Ich stelle mir vor, ich bin ein Maler. Vor mir steht eine große Lein­wand, auf der lang­sam ein Bild ent­steht. Die gro­ben Linien ste­hen, ein paar Far­ben kon­tras­tie­ren mit­ein­an­der, aber noch ist viel zu tun. Zum Bei­spiel dort in der rech­ten Ecke. Da bräuchte es mehr Rot, ich weiß es genau. Ich greife also zur Farb­dose – wel­che plötz­lich zu pro­tes­tie­ren beginnt. Rot würde da doch nicht pas­sen, grün wäre ein­deu­tig bes­ser. Dar­auf­hin mel­det sich auch die grüne Farb­dose zu Wort, grün sei doch völ­lig dane­ben, das Bild doch eher in Blau­tö­nen gehal­ten. Ich solle doch dabei blei­ben und zu einem hel­len Blau­ton grei­fen. Und ich mache einen fol­gen­schwe­ren Feh­ler, ich lasse mich auf diese Dis­kus­sion ein. Erkläre gedul­dig, dass rot viel­leicht doch ganz gut wäre an die­ser Stelle. Nach einer hal­ben Stunde hat sich das Rot schließ­lich durch­ge­run­gen und opfert sich für meine Vision.

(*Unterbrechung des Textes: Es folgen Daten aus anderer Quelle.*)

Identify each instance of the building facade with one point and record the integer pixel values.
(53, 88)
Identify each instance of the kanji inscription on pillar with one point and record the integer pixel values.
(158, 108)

Wider­spens­tige Schau­spie­ler sind das Schlimmste, was einem Regis­seur pas­sie­ren kann. Zum Glück bin ich nur Regie­as­sis­tent bei die­ser Pro­duk­tion. Wir haben in unse­rer Gruppe eine demo­kra­ti­sche Kul­tur ent­wi­ckelt, die dem Regis­seur sehr viel Geduld abver­langt und den künst­le­ri­schen Pro­zess behin­dert. Als Schau­spie­ler habe ich auch immer gern mit­ge­re­det, aber da ich nun gele­gent­lich auf der ande­ren Seite stehe, erscheint mir die­ser unbän­dige Mit­spra­che­wille auf ein­mal völ­lig abwe­gig. Der per­fekte Schau­spie­ler setzt um, pro­biert aus, hin­ter­fragt nicht stän­dig und kon­zen­triert seine Ener­gie auf die ästhe­tisch anspruchs­volle Aus­ge­stal­tung sei­ner Rolle. Er fragt nach, wenn er etwas nicht ver­steht, aber sonst pro­biert er es ein­fach aus, spie­le­risch und offen.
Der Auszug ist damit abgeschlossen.